When New Hampshire voted on Chris Sununu, they had thoughts of the success and prosperity seen under his father, John Sununu, who served three consecutive terms from 1996 to 2002 before moving into the U.S. Senate. New Hampshire was hoping to get back to fiscal conservatism after seeing the budget increase under Democratic Gov. Maggie Hassan. To support him, New Hampshire voted him a majority of Republicans to pave his way. We can’t recall the last time the House has not passed the governor’s budget.  Until now.

New Hampshire voted for someone they thought would stand up for the New Hampshire family’s wallets, not try to drain the spare change from their children’s piggy banks. This is not the fiscal conservative that people looked for in a Republican. But then again this is the same man who declared his full-hearted support for Planned Parenthood and all it stood for in a live-streamed voting session of the Executive Council. Then the next day, declared that Planned Parenthood had “tricked him” into that vote. So either he doesn’t read the bills put before him or he just simply doesn’t understand them. Since he had voted against the bill only a year before, it seems more likely that someone read a poll to him and said in this way he could win votes from both sides of the table. Winning the election was all he cared about, so he could jump to a U.S. Senate seat in 2020.

It seems that a higher salary is all he is aiming at. This is evidenced by the fact that he took the highest possible gubernatorial salary he could since before Craig Benson was in office, and then the first thing he did in office was give himself a 2 percent raise.

I encourage the Republicans and Democrats in both the House and Senate to think about the New Hampshire people when amending and voting on the budget. To think about the fact that we’ve done all we can to support our communities. To remember that many communities have voted down increasing taxes for full-day kindergarten because we simply can’t afford it and let the individual communities make that decision based on what they can and cannot do. It’s not that we don’t want to support our children. I have a child in public elementary school and had two children already graduate from public school, so I understand and value the education they get because I want them to have the best possible future. One of those children wants to be a teacher herself.

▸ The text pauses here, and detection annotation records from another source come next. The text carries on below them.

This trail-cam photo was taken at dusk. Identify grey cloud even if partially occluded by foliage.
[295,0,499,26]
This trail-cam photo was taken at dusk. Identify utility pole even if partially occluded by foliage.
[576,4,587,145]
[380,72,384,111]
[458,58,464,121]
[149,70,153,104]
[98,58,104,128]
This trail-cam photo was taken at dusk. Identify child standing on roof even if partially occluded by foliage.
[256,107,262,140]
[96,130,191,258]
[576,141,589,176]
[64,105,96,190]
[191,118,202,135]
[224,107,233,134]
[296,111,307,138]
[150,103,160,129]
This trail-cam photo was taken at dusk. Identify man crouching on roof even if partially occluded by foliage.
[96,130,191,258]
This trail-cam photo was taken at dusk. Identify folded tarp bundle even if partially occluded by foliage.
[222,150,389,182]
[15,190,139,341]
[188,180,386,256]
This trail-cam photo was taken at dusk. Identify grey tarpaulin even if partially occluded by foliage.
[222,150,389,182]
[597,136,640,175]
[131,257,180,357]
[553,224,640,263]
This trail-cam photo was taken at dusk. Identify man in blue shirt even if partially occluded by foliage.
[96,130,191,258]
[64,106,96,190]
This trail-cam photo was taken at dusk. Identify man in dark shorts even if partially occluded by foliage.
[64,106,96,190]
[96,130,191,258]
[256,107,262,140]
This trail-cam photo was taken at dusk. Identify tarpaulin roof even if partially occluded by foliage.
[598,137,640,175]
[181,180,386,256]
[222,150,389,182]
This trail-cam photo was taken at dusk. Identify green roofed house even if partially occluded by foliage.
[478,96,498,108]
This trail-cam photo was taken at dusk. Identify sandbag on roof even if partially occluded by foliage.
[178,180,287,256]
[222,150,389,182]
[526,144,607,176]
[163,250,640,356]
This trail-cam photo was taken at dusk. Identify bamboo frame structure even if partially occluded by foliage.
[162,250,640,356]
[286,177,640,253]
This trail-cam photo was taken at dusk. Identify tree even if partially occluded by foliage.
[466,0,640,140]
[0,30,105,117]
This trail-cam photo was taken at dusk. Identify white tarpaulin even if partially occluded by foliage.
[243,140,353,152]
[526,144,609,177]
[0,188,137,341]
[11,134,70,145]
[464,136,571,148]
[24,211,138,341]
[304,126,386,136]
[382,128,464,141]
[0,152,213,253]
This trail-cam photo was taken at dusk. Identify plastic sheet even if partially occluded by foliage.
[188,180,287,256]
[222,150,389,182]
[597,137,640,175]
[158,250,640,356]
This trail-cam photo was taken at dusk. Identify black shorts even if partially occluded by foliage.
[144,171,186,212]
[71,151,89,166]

I urge our legislature to remember that our small businesses cannot afford to increase their tax burdens and that any increase to them will force them to let go of more employees (those that still have employees). To remember that more than one large businesses are leaving the state due to the cost of doing business here already and when they leave, they take much needed jobs with them.

It is important that we remember the people who pay the taxes in the state when voting on a budget and why they voted for you in the first place. The current governor may not remember them, but I have faith that our elected legislature will.